Allow internet access but nothing else with several if

sventz · Jun 9, 2010, 8:18 PM

Hello, dear pfSense forum members,

i am testing a pfSense setup with one WAN interface and several VLAN interfaces (four at the moment, later like twenty or so). What firewall rule/rules should i use to allow traffic from every VLAN net to the Internet, but not from one local net to other local networks; or for other networks, only allow traffic to the Internet and only to a certain other network?

The „simplest-but-not-quite-working“ idea i had so far is to create an alias with all the local networks in it, and then create a pass rule for a VLAN interface with destination: not single host or alias: vlan alias. But that would also include the pfSense gateway for the local network. So i guess i need one alias of local networks for every network without the network itself, which could be quite a lot aliases, depending on the number of VLANs.

jigpe · Jun 9, 2010, 11:30 PM

Hi. Use firewall rule. Source: ip, Destination: Any, Port: Any

scoop · Jun 10, 2010, 12:17 PM

Hi,

I think I would do this:

Put all local networks in one alias
Create rules like this per VLAN:
- Pass traffic from particular VLAN to firewall VLAN IP (already selectable as source, no need to alias)
- Pass traffic not destined to Local networks alias
Is that what you would like to achieve?

sventz · Jun 10, 2010, 1:34 PM

Yes, thank you, that seems to work as intended. If, after all, some clients need access to another local network or a single host, the admin can just place a pass rule before the pass-to-all-but-not-to-alias rule.

jonnytabpni · Jun 11, 2010, 6:05 PM

@scoop:

Hi,

I think I would do this:

Put all local networks in one alias

Create rules like this per VLAN:

Pass traffic from particular VLAN to firewall VLAN IP (already selectable as source, no need to alias)

Pass traffic not destined to Local networks alias

Is that what you would like to achieve?

Hi scoop,

Can you please explain to me why you would allow traffic to the firewall VLAN ip, and not the entire internet (i.e. '*')?

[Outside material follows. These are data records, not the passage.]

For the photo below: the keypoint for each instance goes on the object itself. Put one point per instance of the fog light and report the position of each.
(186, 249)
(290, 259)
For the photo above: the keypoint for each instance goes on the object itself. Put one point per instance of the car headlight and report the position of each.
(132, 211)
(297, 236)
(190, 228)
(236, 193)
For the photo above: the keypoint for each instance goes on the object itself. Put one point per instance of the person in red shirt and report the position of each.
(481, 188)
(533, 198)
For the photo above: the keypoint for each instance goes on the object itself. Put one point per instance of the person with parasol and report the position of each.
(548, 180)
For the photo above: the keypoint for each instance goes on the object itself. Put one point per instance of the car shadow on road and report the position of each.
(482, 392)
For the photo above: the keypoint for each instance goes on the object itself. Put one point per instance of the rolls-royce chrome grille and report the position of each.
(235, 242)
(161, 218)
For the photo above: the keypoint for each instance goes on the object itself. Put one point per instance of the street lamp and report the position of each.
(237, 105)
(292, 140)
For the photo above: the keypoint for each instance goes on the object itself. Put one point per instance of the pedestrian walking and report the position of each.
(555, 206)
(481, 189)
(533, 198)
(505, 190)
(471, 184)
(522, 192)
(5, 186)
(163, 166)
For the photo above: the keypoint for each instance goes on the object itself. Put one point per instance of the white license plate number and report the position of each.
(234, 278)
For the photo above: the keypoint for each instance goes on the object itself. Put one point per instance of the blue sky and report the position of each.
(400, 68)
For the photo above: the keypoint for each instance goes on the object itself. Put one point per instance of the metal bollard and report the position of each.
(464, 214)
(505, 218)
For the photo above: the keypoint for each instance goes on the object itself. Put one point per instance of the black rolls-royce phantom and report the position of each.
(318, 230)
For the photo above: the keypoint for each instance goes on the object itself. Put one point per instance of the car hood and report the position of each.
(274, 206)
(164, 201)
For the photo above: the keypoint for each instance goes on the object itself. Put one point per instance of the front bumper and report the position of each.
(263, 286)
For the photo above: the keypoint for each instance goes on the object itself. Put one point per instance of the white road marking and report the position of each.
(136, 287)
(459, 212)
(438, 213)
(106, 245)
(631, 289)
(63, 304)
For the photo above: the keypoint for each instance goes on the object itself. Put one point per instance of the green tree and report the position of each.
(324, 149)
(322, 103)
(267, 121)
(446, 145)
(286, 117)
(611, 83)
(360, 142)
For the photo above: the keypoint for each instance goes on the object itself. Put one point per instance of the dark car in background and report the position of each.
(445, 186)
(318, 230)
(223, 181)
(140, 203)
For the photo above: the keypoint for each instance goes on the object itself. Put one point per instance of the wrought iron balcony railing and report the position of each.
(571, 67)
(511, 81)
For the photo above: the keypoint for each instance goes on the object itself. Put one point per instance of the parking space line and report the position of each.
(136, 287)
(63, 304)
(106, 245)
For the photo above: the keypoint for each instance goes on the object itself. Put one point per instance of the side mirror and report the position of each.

If it were me, I would (In order of it appearing in the GUI):

Block traffic to all local networks
Allow access to everywhere

I could have got this wrong, but surely if you just allow the vlan ip of pfsense, woudn't that just allow access to the web GUI from said VLAN?

Thanks

scoop · Jun 12, 2010, 7:37 AM

@jonnytabpni:

Can you please explain to me why you would allow traffic to the firewall VLAN ip, and not the entire internet (i.e. '*')? If it were me, I would (In order of it appearing in the GUI):

Block traffic to all local networks
Allow access to everywhere

It's not the first pass rule that allows access to the internet. The first pass rule just makes sure all VLANs can access the default gateway, that's all. This is redundant for the LAN interface (since that interface already has the anti-lockout rule that does the same). The second rule uses negation (not) on the "All local networks" alias to allow traffic to everything, except these local networks.

Your rules would not allow traffic to the default gateway itself, since its IP is also within the local networks range. I think it would be best to figure out what traffic is to be allowed exactly to the default gateway (i.e. ARP request?) and only allow that.

I hope this makes sense. :)

jonnytabpni · Jun 12, 2010, 11:47 AM

Hi scoop,

yes that makes sense.

Why do the interfaces need access to the pfsense gateway? I understand that they would use the pfsense ip as their "default gateway", but since traffic is destined for another host on the internet, is that rule needed.

I think this is the only place that I'm confused about

What is this "default anti-lockout" rule you speak of?

Thanks

sventz · Jun 14, 2010, 4:07 AM

@jonnytabpni:

[..]
What is this "default anti-lockout" rule you speak of?

Thanks

It's under System: Advanced: Miscellaneous: webGUI anti-lockout, and per default it's like a invisible firewall rule that always allows access to the LAN address of pfSense from the LAN network that is connected to it, so that one doesn't lock himself out of the WebGUI accidentally, or deliberately

On the not-allowing-traffic-to-local-network-with-VLAN-alias topic: a pass rule with a "not" destination to network 192.168.0.0/16 seems to work also. It just forbids traffic to the whole 192.168 private network block, so an up-do-date VLAN alias is no longer needed. My knowledge of IP routing/network stuff isn't enough, though, to predict if the subnet mask could lead to any problems.

scoop · Jun 14, 2010, 9:27 AM

It is also not required to allow traffic to the VLAN interface IP of the pfSense box, traffic to the internet will work without it. Of course ARP request are always allowed and fall outside the interface traffic rules. But access to the DNS forwarder to allow DNS queries and DHCP for example is another thing. I was only providing a rough example for what the topic starter requested. I guess I should have been more clear about that.